私たちは都内を中心に活動しているアマチュアオーケストラの Orchestra Canvas Tokyo です。

弊団のホームページ、ブログのリファクタリングにおいてできた、お問い合わせフォーム実装に関する知見をまとめた本シリーズ。

今回は最終回!
SvelteKit x Resend で、メールの送信機能を実装します!!


このシリーズの記事一覧

  1. ① サイト作成:SvelteKit x Cloudflare Pages
  2. ② フォーム作成:SvelteKit x Zod x Google reCAPTCHA v3
  3. ③ セッション:SvelteKit x Cloudflare KV
  4. ④ データベース:SvelteKit x Cloudflare D1
  5. ⑤ メール送信:SvelteKit x Resend ← 今回の記事

このシリーズの完成物
https://github.com/horn553/zenn-contact-form


はじめに

お問い合わせフォームにメール送信機能を実装するのはよいアイデアですし、もはや必須といっても過言ではありません。

理由は主に 2 つあります。

  1. 送信者が送信できたことやその内容を確認できる
  2. 個別の回答へのスムーズな導線を用意できる

2 つ目をチャットページへの誘導で代替している場合もありますが、工数がけた違いとなってしまいます。
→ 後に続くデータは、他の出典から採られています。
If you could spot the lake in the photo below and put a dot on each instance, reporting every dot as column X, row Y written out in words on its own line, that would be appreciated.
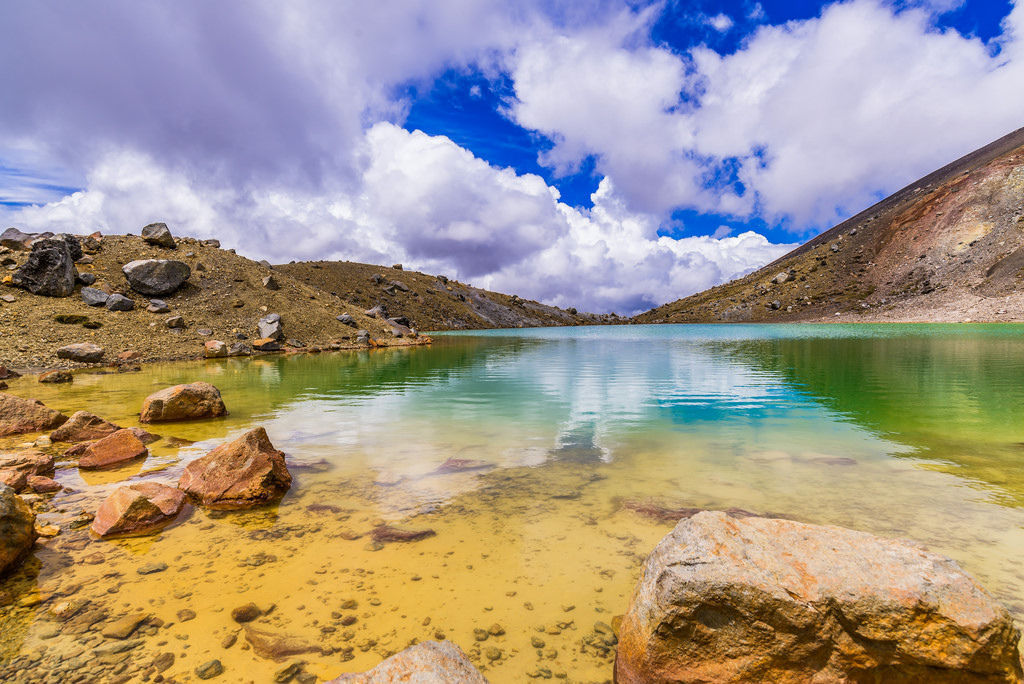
column 908, row 431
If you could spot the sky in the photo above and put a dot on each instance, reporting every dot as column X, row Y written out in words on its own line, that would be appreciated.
column 607, row 155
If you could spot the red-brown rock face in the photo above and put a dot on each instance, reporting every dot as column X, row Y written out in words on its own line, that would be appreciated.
column 119, row 447
column 137, row 509
column 182, row 402
column 243, row 473
column 17, row 415
column 723, row 599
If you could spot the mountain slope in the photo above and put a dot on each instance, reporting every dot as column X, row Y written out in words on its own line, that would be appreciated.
column 948, row 247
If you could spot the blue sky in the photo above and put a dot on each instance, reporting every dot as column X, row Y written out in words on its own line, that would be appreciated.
column 609, row 155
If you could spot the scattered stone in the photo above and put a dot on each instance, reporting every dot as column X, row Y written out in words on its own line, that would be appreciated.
column 157, row 233
column 270, row 327
column 755, row 599
column 246, row 613
column 209, row 670
column 156, row 276
column 17, row 416
column 49, row 270
column 427, row 661
column 84, row 352
column 136, row 509
column 94, row 297
column 113, row 450
column 17, row 524
column 243, row 473
column 82, row 426
column 192, row 401
column 158, row 306
column 387, row 533
column 215, row 349
column 58, row 376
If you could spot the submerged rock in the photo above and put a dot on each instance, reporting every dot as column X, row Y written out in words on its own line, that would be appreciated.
column 425, row 663
column 723, row 599
column 243, row 473
column 180, row 402
column 137, row 509
column 17, row 416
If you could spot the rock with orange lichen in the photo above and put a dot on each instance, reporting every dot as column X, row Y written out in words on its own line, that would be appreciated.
column 726, row 599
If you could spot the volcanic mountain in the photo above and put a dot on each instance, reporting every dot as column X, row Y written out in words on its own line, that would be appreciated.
column 946, row 248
メール送信機能の実装は迷わず行う方針として、技術選定に移ります。

技術選定

Cloudflare で管理されているドメインであれば、Email Routing の機能を用いてメール送信ができるようです。
参考:Send emails from Workers | Cloudflare Email Routing docs

Cloudflare で取得できる=移管できるドメインは数多くありますが、日本の地名ドメインなど、対応していないものも散見されます。
弊団のドメイン orch-canvas.tokyo も Cloudflare では取得できません。
参考:Cloudflare Registrar - Extensions

その他のメール送信の手段として、Resend を用いる方法が紹介されています。
今回はこの方法を採用します。
参考:Send Emails With Resend | Cloudflare Workers docs

Resend

既存の独自ドメインに対し、メール送信 API を提供するサービスです。
DNS レコードを追加し、Resend サーバーをメール送信サーバーとして登録することで実現させています。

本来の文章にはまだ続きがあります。